Curious how this works. I commuted home and finished a ride with a strain of ~60 and immediately jumped on the trainer and started a zwift session with a new recording on my Garmin, but the live strain went back down to 1 and didn’t come up to 60 or something representative of a what the continuous strain would have been?
Strain is cumulative during a ride but not globally, i.e. the system doesn’t keep adding your current strain to your previous strain. In reality, Training Load is the measure that is accumulating your strain. It declines a little bit all the time and increases with the strain from each activity you do.
It would seem like strain/difficulty use with the garmin connect data screen would benefit from somehow incorporating them if the goal is to be able to guage how you’re doing physiologically during a long ride? Like if I stop for a lunch break on a long century I’ll save my pre lunch ride separately from my post lunch ride
This is a bit difficult to implement without some rules on when recordings should continue or restart metrics. The simplest option would be to have one recording when you are looking to keep that information continuous. I believe there are improved options such as showing Training Load and Status interactively - so you can know when your status goes from yellow to red, for example.
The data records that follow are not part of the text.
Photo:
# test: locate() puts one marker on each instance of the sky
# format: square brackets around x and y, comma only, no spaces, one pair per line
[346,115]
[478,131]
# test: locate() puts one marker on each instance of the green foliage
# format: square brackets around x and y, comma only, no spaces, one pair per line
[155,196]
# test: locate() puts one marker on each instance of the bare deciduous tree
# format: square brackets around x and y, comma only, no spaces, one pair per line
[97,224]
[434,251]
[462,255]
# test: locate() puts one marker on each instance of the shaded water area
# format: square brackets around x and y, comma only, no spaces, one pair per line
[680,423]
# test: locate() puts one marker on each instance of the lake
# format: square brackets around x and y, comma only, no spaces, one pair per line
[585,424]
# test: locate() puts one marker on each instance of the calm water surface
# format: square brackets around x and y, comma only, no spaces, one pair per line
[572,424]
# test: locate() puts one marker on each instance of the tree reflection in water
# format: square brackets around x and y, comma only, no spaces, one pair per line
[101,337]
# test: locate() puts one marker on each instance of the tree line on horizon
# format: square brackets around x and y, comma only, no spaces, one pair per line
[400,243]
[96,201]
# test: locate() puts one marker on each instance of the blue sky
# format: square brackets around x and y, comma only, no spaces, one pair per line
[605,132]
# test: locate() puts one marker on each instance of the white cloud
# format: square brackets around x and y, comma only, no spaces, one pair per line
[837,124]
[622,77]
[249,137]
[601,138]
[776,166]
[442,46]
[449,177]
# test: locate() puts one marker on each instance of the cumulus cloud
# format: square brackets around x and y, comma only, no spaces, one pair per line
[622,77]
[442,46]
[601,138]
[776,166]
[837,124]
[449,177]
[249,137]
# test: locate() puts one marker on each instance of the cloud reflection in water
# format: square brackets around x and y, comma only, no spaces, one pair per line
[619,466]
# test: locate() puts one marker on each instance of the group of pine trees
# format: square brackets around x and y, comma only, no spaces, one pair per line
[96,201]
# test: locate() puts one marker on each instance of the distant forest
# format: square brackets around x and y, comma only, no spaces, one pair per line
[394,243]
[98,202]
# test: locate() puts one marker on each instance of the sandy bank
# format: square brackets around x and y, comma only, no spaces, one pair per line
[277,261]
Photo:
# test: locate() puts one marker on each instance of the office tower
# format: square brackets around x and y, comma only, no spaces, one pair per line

In relation to the progression charts both legends describe the daily histogram value shown as ‘accumulated’?? The strain chart shows the strain per day and is easy to understand however I always puzzle over the stress chart which shows a rolling accumulated valve over an undefined period of time. What does that tell me re my fitness - it seems to track TL?
Hi John. The Stress chart has been around from the very beginning before we had the XPMC. It uses a exponentially weighted moving average with a 42 day time constant. Think of it as a weighted-average daily kJ consumption.
Okay thanks will do Armando - still doing a great job developing this platform whilst answering all these questions! Cheers John.